Jamie Dimon is singing a different tune.

One month since bragging he could beat Donald Trump in a presidential race, the JPMorgan Chase & Co. chief backed the White House on several fronts. On an earnings call with reporters Friday, Dimon passed up chance after chance to criticize Trump’s trade war, jawboning habit and temperamental relationship with his own Federal Reserve.

He complimented the administration’s "negotiating tactic" on China and predicted a trade deal. He said the relationship between big business and the White House is "active and good." And the same week Trump said the Fed had "gone crazy," Dimon said he had "never seen a president who wanted interest rates to go up."

Things have changed in the past month. "I think I could beat Trump," Dimon said at a September event that was supposed to celebrate his firm’s philanthropy. "I’m as tough as he is, I’m smarter than he is." A few hours later, Dimon backtracked completely -- which didn’t stop the president from firing back on Twitter, calling him “a nervous mess.”

Dimon’s latest tone is friendly. Even his quote atop the bank’s earnings statement included a shoutout: "We are extremely excited to be expanding again, as smart regulatory policy and a competitive corporate tax system help us to deliver," he wrote. "We just opened our first branch in Washington, D.C."

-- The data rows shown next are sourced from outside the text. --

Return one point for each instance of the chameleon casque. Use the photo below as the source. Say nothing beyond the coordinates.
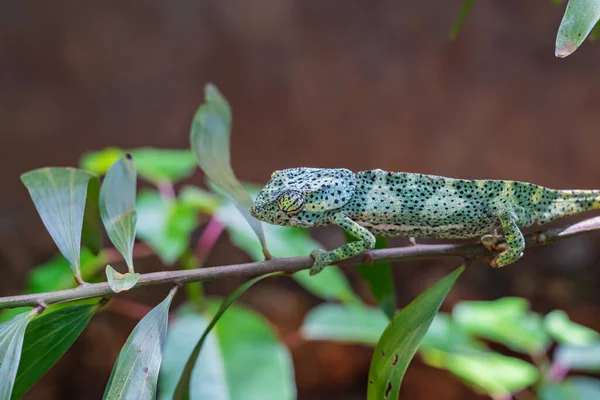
(380, 203)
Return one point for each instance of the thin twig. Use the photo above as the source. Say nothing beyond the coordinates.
(294, 264)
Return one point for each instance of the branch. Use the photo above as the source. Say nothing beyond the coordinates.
(295, 264)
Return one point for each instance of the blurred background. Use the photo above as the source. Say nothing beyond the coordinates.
(333, 83)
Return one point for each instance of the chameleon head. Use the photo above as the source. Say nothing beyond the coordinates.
(303, 197)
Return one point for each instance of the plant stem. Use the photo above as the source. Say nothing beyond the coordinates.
(295, 264)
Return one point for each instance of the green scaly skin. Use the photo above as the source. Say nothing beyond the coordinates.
(380, 203)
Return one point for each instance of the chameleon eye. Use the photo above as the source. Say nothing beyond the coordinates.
(290, 202)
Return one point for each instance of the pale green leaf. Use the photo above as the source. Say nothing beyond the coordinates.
(402, 337)
(59, 195)
(117, 206)
(135, 372)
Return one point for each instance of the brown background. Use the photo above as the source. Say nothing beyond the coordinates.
(356, 84)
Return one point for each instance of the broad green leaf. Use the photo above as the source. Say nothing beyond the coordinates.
(580, 18)
(47, 338)
(135, 372)
(55, 275)
(183, 386)
(117, 206)
(402, 337)
(462, 16)
(165, 224)
(11, 343)
(507, 321)
(120, 282)
(341, 323)
(242, 358)
(209, 140)
(580, 358)
(330, 284)
(497, 375)
(59, 195)
(564, 331)
(381, 281)
(153, 165)
(573, 388)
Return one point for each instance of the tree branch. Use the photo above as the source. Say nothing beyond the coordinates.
(295, 264)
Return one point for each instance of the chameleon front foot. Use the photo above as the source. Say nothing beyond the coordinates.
(321, 261)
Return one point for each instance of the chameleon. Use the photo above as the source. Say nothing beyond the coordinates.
(374, 203)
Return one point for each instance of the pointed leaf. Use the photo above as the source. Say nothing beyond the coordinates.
(402, 337)
(183, 387)
(120, 282)
(580, 18)
(564, 331)
(47, 338)
(117, 206)
(241, 359)
(381, 281)
(59, 195)
(11, 343)
(135, 372)
(209, 140)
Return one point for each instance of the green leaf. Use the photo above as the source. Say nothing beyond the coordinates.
(462, 16)
(117, 206)
(183, 387)
(154, 165)
(59, 195)
(507, 321)
(564, 331)
(47, 338)
(55, 275)
(496, 375)
(580, 18)
(135, 372)
(402, 337)
(242, 357)
(165, 224)
(381, 281)
(11, 343)
(348, 324)
(573, 388)
(330, 284)
(580, 358)
(209, 140)
(120, 282)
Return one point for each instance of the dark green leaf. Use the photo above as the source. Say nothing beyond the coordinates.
(381, 281)
(494, 374)
(135, 372)
(59, 195)
(564, 331)
(241, 359)
(402, 337)
(349, 324)
(507, 321)
(11, 343)
(47, 338)
(209, 140)
(117, 206)
(580, 18)
(165, 224)
(573, 388)
(183, 386)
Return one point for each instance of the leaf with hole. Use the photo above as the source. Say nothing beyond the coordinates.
(209, 140)
(135, 372)
(402, 337)
(59, 195)
(11, 343)
(580, 18)
(47, 338)
(117, 206)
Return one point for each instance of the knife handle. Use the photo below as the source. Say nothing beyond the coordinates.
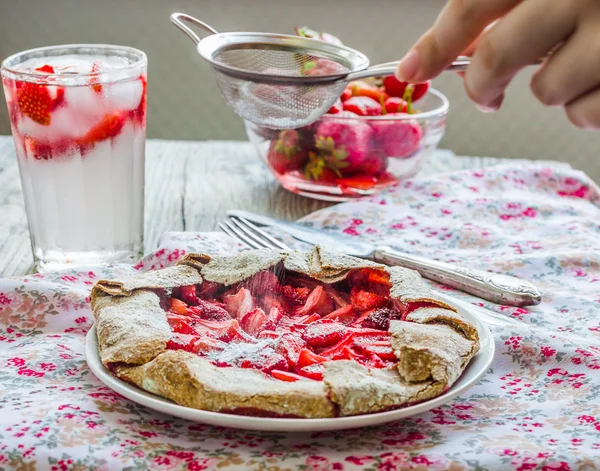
(500, 289)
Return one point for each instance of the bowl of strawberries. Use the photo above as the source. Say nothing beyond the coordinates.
(378, 132)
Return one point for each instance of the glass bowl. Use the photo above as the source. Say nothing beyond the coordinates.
(345, 156)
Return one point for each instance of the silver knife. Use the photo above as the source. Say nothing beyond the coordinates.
(500, 289)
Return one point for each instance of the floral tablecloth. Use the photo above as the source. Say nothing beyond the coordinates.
(538, 408)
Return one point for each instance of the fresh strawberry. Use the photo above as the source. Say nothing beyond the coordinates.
(307, 358)
(323, 333)
(290, 346)
(266, 360)
(96, 69)
(301, 281)
(394, 87)
(264, 282)
(360, 319)
(346, 94)
(210, 311)
(179, 307)
(285, 153)
(380, 318)
(395, 105)
(278, 302)
(344, 315)
(364, 89)
(381, 277)
(306, 32)
(349, 354)
(275, 315)
(35, 102)
(314, 371)
(109, 127)
(362, 106)
(366, 276)
(336, 107)
(359, 182)
(58, 98)
(181, 342)
(364, 337)
(397, 138)
(317, 302)
(233, 332)
(309, 319)
(365, 301)
(268, 334)
(240, 303)
(286, 376)
(344, 144)
(299, 323)
(375, 361)
(140, 112)
(340, 299)
(337, 351)
(208, 290)
(296, 295)
(418, 91)
(319, 169)
(254, 321)
(207, 345)
(188, 294)
(39, 150)
(47, 69)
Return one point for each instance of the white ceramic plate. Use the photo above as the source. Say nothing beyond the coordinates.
(474, 372)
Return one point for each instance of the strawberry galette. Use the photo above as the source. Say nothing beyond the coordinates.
(299, 334)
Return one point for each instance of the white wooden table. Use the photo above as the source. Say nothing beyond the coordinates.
(189, 187)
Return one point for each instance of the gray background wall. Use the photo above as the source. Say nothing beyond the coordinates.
(184, 102)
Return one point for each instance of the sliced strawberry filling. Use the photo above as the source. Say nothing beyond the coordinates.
(287, 325)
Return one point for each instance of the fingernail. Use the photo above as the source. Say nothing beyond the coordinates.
(493, 106)
(486, 109)
(408, 66)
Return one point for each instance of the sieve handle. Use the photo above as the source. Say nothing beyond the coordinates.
(388, 68)
(178, 18)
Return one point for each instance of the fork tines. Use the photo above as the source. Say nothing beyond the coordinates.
(250, 234)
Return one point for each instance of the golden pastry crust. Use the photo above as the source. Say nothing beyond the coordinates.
(131, 329)
(359, 390)
(430, 352)
(433, 347)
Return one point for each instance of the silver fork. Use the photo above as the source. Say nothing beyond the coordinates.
(254, 237)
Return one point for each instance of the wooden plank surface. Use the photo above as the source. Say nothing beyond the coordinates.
(189, 187)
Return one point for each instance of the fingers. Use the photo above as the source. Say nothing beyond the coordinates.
(584, 112)
(514, 43)
(459, 24)
(573, 70)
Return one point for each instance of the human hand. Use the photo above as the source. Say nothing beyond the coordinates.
(506, 35)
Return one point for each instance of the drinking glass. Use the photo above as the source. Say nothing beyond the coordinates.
(78, 118)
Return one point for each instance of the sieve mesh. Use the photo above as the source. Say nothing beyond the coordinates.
(278, 105)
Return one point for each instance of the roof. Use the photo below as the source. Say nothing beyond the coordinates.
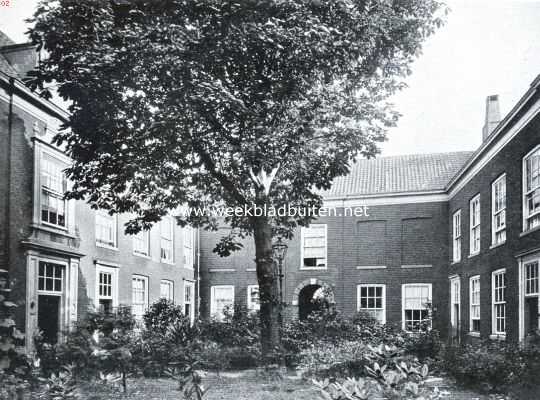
(399, 174)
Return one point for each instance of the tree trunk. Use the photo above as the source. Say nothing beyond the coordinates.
(268, 288)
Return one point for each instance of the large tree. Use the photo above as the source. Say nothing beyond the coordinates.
(223, 102)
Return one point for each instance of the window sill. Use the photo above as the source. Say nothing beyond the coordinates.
(104, 246)
(142, 255)
(494, 246)
(53, 229)
(371, 267)
(525, 233)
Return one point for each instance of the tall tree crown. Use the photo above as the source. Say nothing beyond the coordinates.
(216, 101)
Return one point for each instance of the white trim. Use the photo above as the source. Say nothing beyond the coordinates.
(302, 233)
(524, 206)
(146, 294)
(471, 279)
(472, 201)
(501, 178)
(69, 205)
(384, 199)
(403, 287)
(213, 311)
(114, 281)
(480, 159)
(140, 254)
(453, 295)
(523, 261)
(493, 317)
(170, 284)
(188, 262)
(367, 285)
(115, 223)
(250, 304)
(161, 239)
(191, 304)
(456, 256)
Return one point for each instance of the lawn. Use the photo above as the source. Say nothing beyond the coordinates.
(246, 385)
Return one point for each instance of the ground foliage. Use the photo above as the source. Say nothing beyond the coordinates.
(214, 102)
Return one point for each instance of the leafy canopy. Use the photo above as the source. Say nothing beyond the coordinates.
(204, 102)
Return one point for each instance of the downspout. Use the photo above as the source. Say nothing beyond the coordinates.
(8, 172)
(198, 313)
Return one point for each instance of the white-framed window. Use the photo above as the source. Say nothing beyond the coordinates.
(531, 189)
(253, 302)
(498, 217)
(221, 297)
(141, 243)
(498, 299)
(189, 300)
(53, 183)
(166, 227)
(106, 230)
(416, 304)
(188, 247)
(166, 289)
(475, 225)
(106, 288)
(314, 242)
(139, 296)
(474, 302)
(50, 277)
(456, 235)
(531, 279)
(371, 299)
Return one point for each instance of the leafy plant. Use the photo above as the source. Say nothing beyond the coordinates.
(15, 368)
(224, 103)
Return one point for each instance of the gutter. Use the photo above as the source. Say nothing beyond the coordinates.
(8, 172)
(535, 85)
(198, 311)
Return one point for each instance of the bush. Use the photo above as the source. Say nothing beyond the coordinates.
(493, 366)
(387, 375)
(166, 339)
(237, 337)
(15, 368)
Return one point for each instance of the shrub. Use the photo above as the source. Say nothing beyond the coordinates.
(236, 338)
(15, 368)
(492, 366)
(166, 338)
(387, 375)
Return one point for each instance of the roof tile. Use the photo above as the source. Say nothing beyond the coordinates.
(398, 174)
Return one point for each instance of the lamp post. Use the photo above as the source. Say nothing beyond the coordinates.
(279, 249)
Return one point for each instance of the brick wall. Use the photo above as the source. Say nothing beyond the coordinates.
(508, 161)
(365, 241)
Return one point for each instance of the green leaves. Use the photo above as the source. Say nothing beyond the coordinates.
(182, 103)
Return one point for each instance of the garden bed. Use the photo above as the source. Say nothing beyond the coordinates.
(244, 385)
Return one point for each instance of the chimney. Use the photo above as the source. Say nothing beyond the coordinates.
(493, 116)
(22, 57)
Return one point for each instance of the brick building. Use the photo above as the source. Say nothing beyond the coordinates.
(457, 231)
(62, 256)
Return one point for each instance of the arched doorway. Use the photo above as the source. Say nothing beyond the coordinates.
(313, 297)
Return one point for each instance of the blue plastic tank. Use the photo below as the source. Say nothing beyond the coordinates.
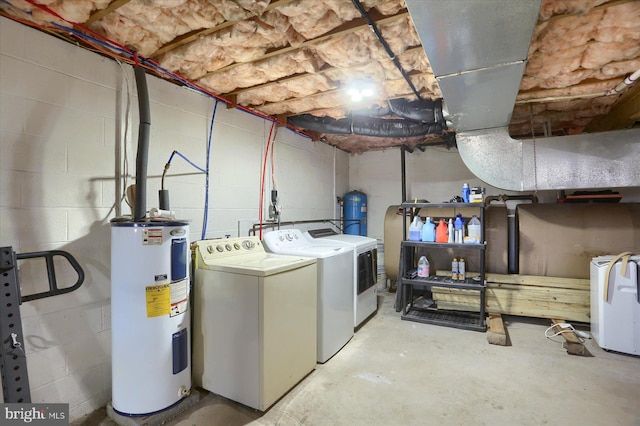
(355, 213)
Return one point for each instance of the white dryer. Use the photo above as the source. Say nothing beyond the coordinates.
(255, 322)
(335, 285)
(365, 269)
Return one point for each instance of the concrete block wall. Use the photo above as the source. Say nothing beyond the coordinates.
(68, 119)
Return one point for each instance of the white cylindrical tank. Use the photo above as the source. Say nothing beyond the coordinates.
(150, 322)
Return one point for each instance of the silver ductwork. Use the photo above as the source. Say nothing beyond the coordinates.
(478, 51)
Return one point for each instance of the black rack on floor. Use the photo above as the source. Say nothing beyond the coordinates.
(411, 300)
(13, 360)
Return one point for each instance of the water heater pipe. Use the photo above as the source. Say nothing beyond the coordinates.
(144, 128)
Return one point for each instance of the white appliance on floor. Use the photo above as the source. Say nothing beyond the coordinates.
(365, 269)
(615, 322)
(254, 330)
(335, 285)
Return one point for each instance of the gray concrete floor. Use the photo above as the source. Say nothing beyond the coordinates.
(396, 372)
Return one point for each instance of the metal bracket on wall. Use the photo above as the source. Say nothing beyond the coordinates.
(13, 360)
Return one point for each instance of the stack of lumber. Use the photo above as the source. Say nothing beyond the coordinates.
(524, 295)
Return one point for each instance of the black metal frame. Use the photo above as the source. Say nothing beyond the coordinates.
(405, 293)
(13, 360)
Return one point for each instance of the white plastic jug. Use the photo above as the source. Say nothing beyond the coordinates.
(474, 230)
(429, 230)
(415, 229)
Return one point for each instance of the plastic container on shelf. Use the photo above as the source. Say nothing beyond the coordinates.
(474, 231)
(441, 232)
(415, 229)
(465, 192)
(429, 230)
(423, 267)
(458, 226)
(462, 273)
(454, 269)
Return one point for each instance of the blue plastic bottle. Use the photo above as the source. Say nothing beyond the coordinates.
(429, 231)
(465, 193)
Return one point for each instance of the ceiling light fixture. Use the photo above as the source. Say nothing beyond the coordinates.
(359, 90)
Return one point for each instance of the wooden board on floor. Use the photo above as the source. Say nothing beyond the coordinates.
(538, 297)
(572, 343)
(496, 334)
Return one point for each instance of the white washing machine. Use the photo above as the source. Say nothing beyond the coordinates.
(335, 285)
(365, 269)
(255, 323)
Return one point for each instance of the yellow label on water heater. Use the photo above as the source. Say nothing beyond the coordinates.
(158, 300)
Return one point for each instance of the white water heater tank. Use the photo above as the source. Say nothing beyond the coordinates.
(150, 321)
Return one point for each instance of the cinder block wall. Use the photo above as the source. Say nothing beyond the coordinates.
(65, 127)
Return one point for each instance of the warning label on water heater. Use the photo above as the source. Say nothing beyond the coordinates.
(178, 298)
(158, 300)
(152, 236)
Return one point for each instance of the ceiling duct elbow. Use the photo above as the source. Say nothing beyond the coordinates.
(592, 160)
(478, 52)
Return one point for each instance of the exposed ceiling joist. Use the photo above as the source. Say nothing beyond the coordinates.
(195, 35)
(116, 4)
(349, 27)
(623, 115)
(321, 71)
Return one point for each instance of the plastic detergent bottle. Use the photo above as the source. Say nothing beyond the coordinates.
(441, 232)
(454, 269)
(461, 269)
(465, 193)
(429, 231)
(415, 229)
(458, 227)
(474, 230)
(423, 267)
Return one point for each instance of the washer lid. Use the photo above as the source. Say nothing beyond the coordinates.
(357, 241)
(258, 264)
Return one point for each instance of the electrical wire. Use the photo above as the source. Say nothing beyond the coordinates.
(273, 166)
(205, 217)
(264, 168)
(166, 166)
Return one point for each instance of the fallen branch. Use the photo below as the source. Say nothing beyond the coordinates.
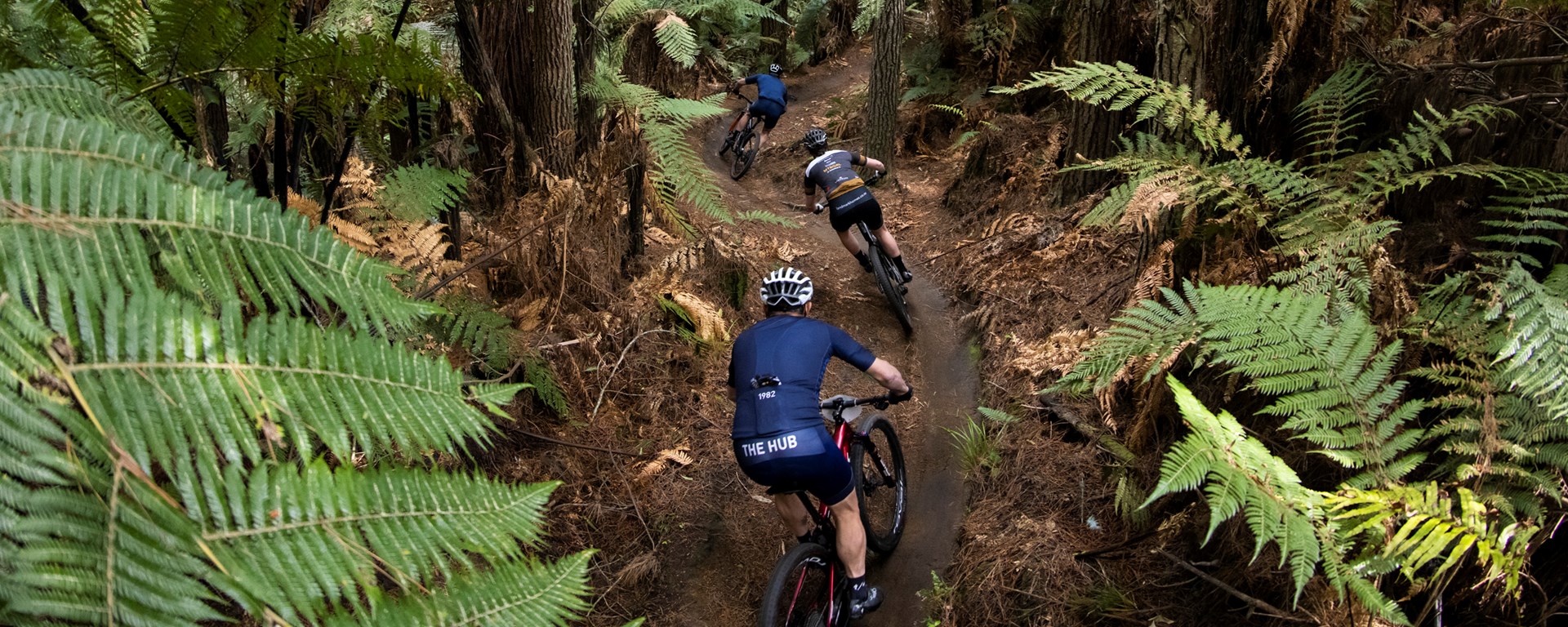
(618, 367)
(1252, 601)
(584, 446)
(1094, 554)
(487, 257)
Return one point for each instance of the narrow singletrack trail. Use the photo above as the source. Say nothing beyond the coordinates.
(724, 584)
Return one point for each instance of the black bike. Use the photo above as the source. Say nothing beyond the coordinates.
(809, 585)
(744, 143)
(888, 276)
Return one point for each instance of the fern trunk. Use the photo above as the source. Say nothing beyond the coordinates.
(777, 49)
(1101, 35)
(886, 85)
(554, 112)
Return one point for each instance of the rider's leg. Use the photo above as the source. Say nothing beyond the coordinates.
(794, 513)
(850, 535)
(850, 243)
(888, 242)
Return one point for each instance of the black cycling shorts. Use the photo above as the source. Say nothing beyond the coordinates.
(768, 110)
(855, 206)
(797, 460)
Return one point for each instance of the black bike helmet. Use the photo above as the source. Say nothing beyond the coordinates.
(816, 140)
(786, 286)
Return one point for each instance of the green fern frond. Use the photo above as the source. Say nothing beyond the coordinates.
(1120, 87)
(1330, 115)
(73, 96)
(510, 596)
(1429, 530)
(95, 211)
(676, 39)
(353, 527)
(424, 192)
(182, 380)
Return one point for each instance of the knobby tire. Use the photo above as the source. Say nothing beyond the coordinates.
(800, 594)
(745, 153)
(884, 279)
(877, 463)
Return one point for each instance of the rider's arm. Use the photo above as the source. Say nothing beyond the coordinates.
(888, 376)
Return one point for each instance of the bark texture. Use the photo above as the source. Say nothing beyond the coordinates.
(886, 82)
(554, 85)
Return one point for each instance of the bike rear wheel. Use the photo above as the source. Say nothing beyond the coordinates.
(745, 153)
(877, 461)
(802, 591)
(891, 282)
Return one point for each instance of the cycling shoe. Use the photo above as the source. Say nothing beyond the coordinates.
(871, 604)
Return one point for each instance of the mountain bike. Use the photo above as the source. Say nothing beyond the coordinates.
(745, 145)
(888, 276)
(809, 585)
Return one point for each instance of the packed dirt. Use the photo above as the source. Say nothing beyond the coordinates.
(720, 582)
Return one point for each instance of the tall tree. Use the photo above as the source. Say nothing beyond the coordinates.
(554, 85)
(884, 90)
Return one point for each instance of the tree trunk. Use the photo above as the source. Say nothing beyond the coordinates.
(886, 85)
(1098, 32)
(499, 136)
(554, 104)
(775, 33)
(587, 44)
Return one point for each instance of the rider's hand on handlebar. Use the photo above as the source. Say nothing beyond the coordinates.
(901, 397)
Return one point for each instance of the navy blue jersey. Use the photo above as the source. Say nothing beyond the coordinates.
(777, 369)
(833, 175)
(768, 87)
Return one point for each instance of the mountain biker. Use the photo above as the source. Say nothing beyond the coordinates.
(768, 105)
(847, 196)
(775, 378)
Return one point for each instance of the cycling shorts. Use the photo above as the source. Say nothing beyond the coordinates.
(768, 110)
(797, 460)
(855, 206)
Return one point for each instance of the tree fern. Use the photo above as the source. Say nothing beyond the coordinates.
(424, 192)
(100, 209)
(1325, 369)
(201, 416)
(1120, 87)
(1330, 117)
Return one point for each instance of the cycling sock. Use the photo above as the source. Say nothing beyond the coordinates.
(864, 260)
(899, 262)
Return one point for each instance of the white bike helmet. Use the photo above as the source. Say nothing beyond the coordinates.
(786, 286)
(816, 140)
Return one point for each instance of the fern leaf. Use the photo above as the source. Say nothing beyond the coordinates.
(424, 192)
(124, 212)
(521, 593)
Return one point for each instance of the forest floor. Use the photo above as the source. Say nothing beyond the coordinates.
(722, 577)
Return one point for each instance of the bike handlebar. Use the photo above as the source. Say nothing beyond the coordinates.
(840, 403)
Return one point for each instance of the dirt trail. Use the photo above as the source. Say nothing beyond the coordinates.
(724, 582)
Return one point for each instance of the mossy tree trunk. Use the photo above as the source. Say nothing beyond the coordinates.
(886, 82)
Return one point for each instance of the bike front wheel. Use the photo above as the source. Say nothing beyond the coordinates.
(745, 153)
(877, 461)
(802, 589)
(891, 284)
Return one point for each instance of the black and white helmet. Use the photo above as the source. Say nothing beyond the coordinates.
(786, 287)
(816, 140)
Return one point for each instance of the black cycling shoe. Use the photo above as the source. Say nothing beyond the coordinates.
(860, 607)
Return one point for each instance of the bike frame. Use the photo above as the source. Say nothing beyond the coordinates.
(822, 514)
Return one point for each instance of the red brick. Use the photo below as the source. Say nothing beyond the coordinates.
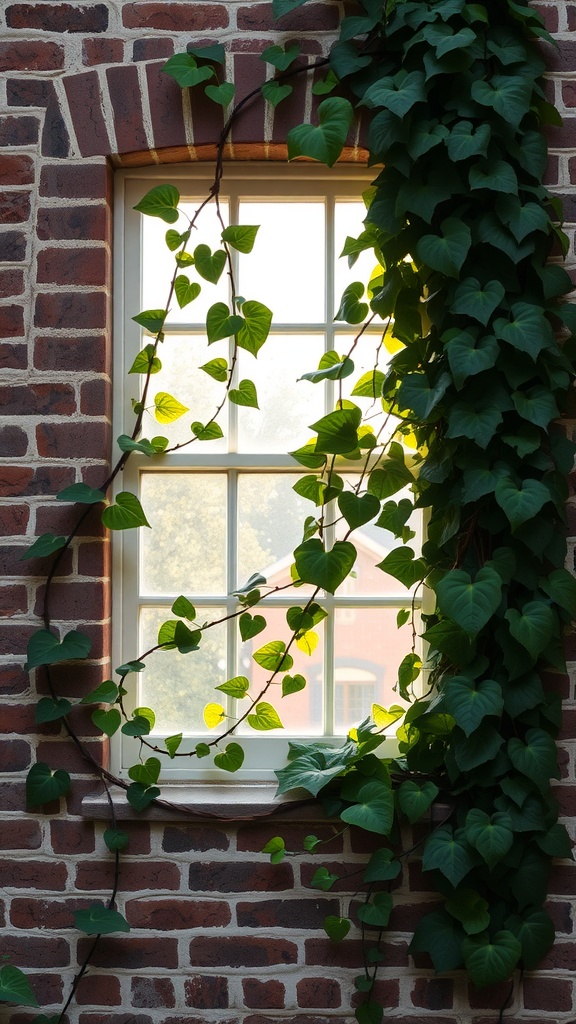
(12, 248)
(100, 50)
(153, 992)
(31, 55)
(130, 953)
(262, 994)
(125, 94)
(73, 353)
(74, 222)
(11, 322)
(57, 17)
(73, 266)
(11, 283)
(14, 207)
(240, 951)
(23, 834)
(83, 92)
(206, 992)
(319, 993)
(174, 16)
(172, 914)
(133, 877)
(235, 876)
(99, 989)
(77, 440)
(41, 875)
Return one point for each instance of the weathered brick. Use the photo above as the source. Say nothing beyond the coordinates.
(174, 16)
(57, 17)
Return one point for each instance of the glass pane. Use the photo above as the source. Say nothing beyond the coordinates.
(299, 713)
(178, 686)
(271, 515)
(181, 356)
(286, 404)
(158, 263)
(184, 551)
(368, 649)
(286, 267)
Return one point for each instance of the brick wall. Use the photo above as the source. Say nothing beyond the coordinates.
(217, 933)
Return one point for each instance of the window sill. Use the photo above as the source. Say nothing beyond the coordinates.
(208, 801)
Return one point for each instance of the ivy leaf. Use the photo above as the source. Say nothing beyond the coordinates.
(324, 568)
(126, 513)
(231, 759)
(208, 264)
(244, 394)
(415, 798)
(373, 810)
(469, 702)
(14, 987)
(491, 836)
(162, 201)
(480, 301)
(448, 251)
(324, 142)
(265, 718)
(489, 962)
(253, 333)
(45, 648)
(98, 920)
(43, 784)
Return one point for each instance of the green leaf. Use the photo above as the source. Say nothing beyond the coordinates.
(241, 237)
(43, 784)
(45, 648)
(82, 494)
(116, 839)
(49, 710)
(98, 920)
(324, 568)
(183, 69)
(469, 604)
(373, 810)
(167, 409)
(208, 264)
(415, 798)
(231, 759)
(469, 702)
(222, 94)
(244, 394)
(253, 333)
(216, 369)
(489, 962)
(126, 513)
(324, 142)
(491, 836)
(152, 320)
(448, 852)
(470, 909)
(265, 718)
(14, 987)
(275, 92)
(162, 201)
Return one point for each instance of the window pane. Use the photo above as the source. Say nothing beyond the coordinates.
(184, 551)
(178, 686)
(158, 263)
(287, 406)
(299, 713)
(285, 268)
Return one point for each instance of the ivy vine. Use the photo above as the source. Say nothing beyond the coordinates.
(461, 229)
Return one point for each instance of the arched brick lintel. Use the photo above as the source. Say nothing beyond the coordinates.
(123, 111)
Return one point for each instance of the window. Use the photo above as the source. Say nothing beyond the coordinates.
(224, 509)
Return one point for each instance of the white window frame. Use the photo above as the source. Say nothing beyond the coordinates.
(250, 179)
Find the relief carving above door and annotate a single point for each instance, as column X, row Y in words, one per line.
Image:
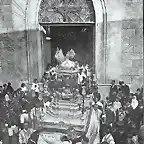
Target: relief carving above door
column 66, row 11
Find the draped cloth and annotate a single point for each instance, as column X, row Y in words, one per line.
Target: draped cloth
column 94, row 127
column 134, row 103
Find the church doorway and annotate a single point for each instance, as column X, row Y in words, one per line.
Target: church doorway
column 68, row 24
column 79, row 37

Dimon -- who also chairs the Business Roundtable, a corporate lobbying group -- has run hot and cold on Trump over the past two years. After the inauguration, he said Trump had reawakened “animal spirits” in the U.S., and he praised some policies in his most recent annual letter. But he’s also said the administration’s separation of children from parents at the U.S. border with Mexico was cruel.